3. Bring a pen. You need it for the entry forms and the flight attendants don't have them. 

4. Comfort is everything. Flying back from the UK, I sat next to a woman in a very tight short skirt, a load of spangly jewelry and made up to the nines. Besides waking up with raccoon eyes, her skirt was a wrinkled mess and she lost one of her spangles. 

5. Stay warm. Layers are good. Bring your own blanket; you can buy ones that fold up pretty small.  

6. Pillows for night flights are good ideas. The pillows provided don't help much. You can get ones that are inflatable and ones that will fold up on a little bag. 

7. Tissues. I always try to fly with cold meds and tissues. Got caught recently without and paid the price. 

8. Global entry. GE includes TSA Precheck, so go ahead and pay the fee if you think you will travel frequently. 

9. BYO Snacks. Usually pack some healthy snacks in my bag. The food on the plane, especially in coach, will not be great.   

10. Bring stuff to do. Most planes are starting to use more wifi enabled entertainment options. You will need a smartphone or tablet to access the movies and other entertainment. 

11. Bring extra power - sticks, mophie, reserve batteries. Not all planes have power plugs and not all of them work when they do have them.

12. Don't forget to get up. The worst thing you can do is not move. If the flight is turbulent, do some simple foot stretches.  Go up on the balls of your feet and push down for 30 seconds. Then your heels. This stretches your calves.  The point is to avoid circulatory issues that can lead to serious complications and you don't want that, especially in a foreign country. 


Let me know if you have other great tips to share as well!


AuthorJeannette Kocsis

Sometimes air travel is boring.
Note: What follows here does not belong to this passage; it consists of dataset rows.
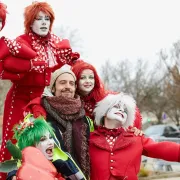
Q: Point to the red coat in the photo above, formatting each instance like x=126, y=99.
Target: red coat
x=29, y=77
x=123, y=162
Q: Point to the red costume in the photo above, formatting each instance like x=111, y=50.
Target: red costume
x=29, y=68
x=3, y=14
x=115, y=153
x=98, y=93
x=122, y=162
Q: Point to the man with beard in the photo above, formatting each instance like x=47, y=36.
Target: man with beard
x=64, y=110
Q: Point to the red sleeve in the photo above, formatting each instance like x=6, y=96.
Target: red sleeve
x=16, y=65
x=138, y=119
x=168, y=151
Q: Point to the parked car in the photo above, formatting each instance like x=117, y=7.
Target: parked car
x=162, y=130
We get on planes, we go places, we come back. And boring is good!   

But sometimes it gets really interesting. This was not in a bad way at all, because when flights aren't boring that can be scary. 

I was on a flight last week, going from Washington to Raleigh. The business man in front of me, in first class, had already received his drink and was relaxing during boarding. The gate agent walked up and asked if anyone had talked to him about his seat. He said "No", and the gate agent told him he had been downgraded.  The whole cabin went silent, as we all exchanged glances.  Apparently the flight was oversold and even though he was 1K on United, and had his seat assigned 4 days ago, they downgraded him to make room for someone who paid full fare.  And then they put him in row 28. He was not happy. We were all stunned and asked the flight attendant to take him a drink. I think she did.
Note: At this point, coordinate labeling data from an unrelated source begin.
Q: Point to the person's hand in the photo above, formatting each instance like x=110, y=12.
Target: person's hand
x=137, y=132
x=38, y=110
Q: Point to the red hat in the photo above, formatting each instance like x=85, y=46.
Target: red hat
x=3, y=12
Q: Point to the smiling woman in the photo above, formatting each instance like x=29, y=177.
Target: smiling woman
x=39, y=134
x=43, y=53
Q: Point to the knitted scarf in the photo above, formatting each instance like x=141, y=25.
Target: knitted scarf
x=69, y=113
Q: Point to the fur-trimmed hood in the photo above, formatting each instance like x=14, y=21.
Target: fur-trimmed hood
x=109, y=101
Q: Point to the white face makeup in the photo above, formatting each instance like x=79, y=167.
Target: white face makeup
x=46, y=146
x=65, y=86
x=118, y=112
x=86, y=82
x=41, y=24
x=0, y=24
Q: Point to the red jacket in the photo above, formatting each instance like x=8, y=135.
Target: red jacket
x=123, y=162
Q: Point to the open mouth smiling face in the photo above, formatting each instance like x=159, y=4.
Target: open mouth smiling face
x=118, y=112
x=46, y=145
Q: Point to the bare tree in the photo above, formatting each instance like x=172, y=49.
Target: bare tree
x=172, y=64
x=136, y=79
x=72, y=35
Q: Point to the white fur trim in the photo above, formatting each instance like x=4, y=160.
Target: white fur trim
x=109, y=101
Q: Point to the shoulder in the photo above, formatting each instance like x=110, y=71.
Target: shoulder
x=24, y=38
Then an older man sitting across from me summoned the gate agent, in a very demanding tone, stating that he flies a million miles a year on United and he needed attention. I was hiding my smiles since he and his companion sat in the wrong seats when they came onboard. He berated the gate agent and the flight attendant about how terrible the airline is and he was delayed waiting for repairs all day. Then he got on his phone and called United to complain and told them the whole story again.  I think if you fly a million miles, you could probably try more than one airline.  And that is a LOT of miles!

Finally we take off. Someone starts ringing the call button 5 seconds into takeoff. I never knew what that was about exactly but heard that someone didn't like their seat.

The man sitting next to me turned to me and said, "this is the most interesting flight I have been on in years!"  I had to agree.